The share buy back was a token gesture to shareholders, it really meant very little given the number shares on issue. But at least it indicates that that the Board are conscious of shareholder dissatisfaction and doing something, albeit what seems a token gesture.
This is a sign of a very lazy balance sheet, a massive cash hoard, no debt, chasing growth through expanded marketing funded by cash flows. There is no doubt in my mind that the current PE (and share price) is already anticipating growth in new markets, but we have little evidence yet that is working.
They seem a bit confused about owning the whole value chain, versus their legacy of being pure marketing and a distribution/sales channel. It seems though, that they're leaning towards the value chain, owning manufacturing, supply, distribution, sales channels.
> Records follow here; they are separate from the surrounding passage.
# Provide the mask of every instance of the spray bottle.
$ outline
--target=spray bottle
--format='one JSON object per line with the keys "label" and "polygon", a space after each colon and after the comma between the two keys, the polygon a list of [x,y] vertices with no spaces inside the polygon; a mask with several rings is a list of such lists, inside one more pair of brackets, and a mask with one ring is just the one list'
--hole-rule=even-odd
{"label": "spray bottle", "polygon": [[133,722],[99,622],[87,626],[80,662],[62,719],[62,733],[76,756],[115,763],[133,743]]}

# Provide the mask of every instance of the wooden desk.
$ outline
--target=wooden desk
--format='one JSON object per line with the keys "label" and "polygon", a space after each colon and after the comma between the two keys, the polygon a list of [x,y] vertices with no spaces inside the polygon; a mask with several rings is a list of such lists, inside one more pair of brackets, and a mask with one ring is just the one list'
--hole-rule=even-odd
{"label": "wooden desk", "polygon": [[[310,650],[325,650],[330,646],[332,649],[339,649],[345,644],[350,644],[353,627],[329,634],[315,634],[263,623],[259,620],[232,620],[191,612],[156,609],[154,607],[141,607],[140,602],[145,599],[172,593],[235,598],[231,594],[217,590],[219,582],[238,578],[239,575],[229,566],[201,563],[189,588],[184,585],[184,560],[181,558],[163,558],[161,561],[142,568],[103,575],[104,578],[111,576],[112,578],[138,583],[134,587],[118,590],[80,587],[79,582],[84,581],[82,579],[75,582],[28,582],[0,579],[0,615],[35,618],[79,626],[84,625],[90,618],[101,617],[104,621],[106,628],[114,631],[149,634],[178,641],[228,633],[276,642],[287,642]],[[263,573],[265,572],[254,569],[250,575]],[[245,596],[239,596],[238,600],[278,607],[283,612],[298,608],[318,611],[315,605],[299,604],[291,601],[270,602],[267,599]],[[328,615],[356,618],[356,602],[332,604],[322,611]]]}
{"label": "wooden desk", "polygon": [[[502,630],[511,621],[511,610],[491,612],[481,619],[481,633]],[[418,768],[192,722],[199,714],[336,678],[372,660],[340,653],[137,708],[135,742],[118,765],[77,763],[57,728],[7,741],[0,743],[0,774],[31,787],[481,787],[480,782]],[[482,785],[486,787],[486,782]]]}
But this transition is very difficult for investors to value while they talk like a marketing company but behave like an end to end supply chain. One is aggressive going after market share, but the other is conservative building capability. Shareholders are probably a bit confused, understandably so as ATM seem confused also about what their future story really is.
When they sort out their new identity and communicate that is with evidence that it is working, I think this will be priced at significantly more than is presently. Until then, the market will look at the PE and other metrics and say, yeah, lazy balance sheet and no clear guidance on other markets, so price is what it is.
Meanwhile, the big holders, instos and the like, will game the SP as they have done for a few years now.